Vitalik’s recent post on classifying zkEVMs prompted discussions over specific implementations but did not dive into the best implementation. Although this is a question full of nuance from a technical standpoint, the best implementation regarding market success is more straightforward. Of course, every implementation will eventually find a market fit, but at the moment, there is a niche that hasn’t been filled and will likely succeed in the short-to-medium term.
This is the sweet spot in zkEVM development: a zkEVM as Ethereum compatible as possible while reaching the market as fast as possible. This is likely a Type 2 or 2.5 zkEVM according to Vitalik’s classification. Currently, only two zkEVM teams are building towards this goal: Scroll and Polygon, but zkSync is likely to end up at this type of system at a later date.
Why is Ethereum compatibility important? As it currently stands, most active users are on EVM-compatible blockchains.

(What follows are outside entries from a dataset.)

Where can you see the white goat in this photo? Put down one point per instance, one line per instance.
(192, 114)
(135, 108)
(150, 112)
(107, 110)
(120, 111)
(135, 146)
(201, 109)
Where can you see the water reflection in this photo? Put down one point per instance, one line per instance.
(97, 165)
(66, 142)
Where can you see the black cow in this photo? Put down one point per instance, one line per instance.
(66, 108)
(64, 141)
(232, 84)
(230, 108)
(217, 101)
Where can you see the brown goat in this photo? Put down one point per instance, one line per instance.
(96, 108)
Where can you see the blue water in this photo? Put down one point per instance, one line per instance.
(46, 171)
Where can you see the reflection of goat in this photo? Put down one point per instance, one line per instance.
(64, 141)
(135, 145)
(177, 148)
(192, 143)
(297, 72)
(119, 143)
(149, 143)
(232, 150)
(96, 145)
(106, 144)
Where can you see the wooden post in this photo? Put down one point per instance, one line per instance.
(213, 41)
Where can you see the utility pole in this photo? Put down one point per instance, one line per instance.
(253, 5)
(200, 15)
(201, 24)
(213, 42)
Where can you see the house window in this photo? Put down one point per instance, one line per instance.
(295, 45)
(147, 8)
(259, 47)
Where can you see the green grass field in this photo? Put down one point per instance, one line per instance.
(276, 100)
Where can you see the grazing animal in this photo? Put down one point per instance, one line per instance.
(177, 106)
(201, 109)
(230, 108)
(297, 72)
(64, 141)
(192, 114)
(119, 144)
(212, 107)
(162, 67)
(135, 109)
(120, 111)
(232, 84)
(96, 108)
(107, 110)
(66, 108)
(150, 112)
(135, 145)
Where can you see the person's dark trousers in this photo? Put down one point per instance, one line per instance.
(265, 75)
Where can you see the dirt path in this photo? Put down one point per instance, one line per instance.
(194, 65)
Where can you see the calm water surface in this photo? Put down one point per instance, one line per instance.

By leveraging existing developer tooling, EVM dApps, and infrastructure, zkEVMs can avoid the cold-start problem. A zkEVM with a familiar development environment will allow an ecosystem to develop much faster. Blockchains without EVM compatibility have less adoption. A healthy, mature ecosystem follows the path outlined below.
A common way to solve this cold start problem is by incentivizing developers by injecting capital into the system, but it is not long-term sustainable. The end goal of this strategy is to kickstart the flywheel and let network effects carry it after the initial capital injection. This has worked better for EVM-compatible blockchains, as it also leverages the nearly-decade-old tooling and developer network effects that already exist.
While both strategies are viable, having EVM support is much cheaper and becomes self-sustaining much faster.
Therefore it is likely for zkEVMs with close-to-Ethereum compatibility to end up with a majority of the ZK Rollup market share, independent of technical superiority or capital thrown at it, at least in the medium-term.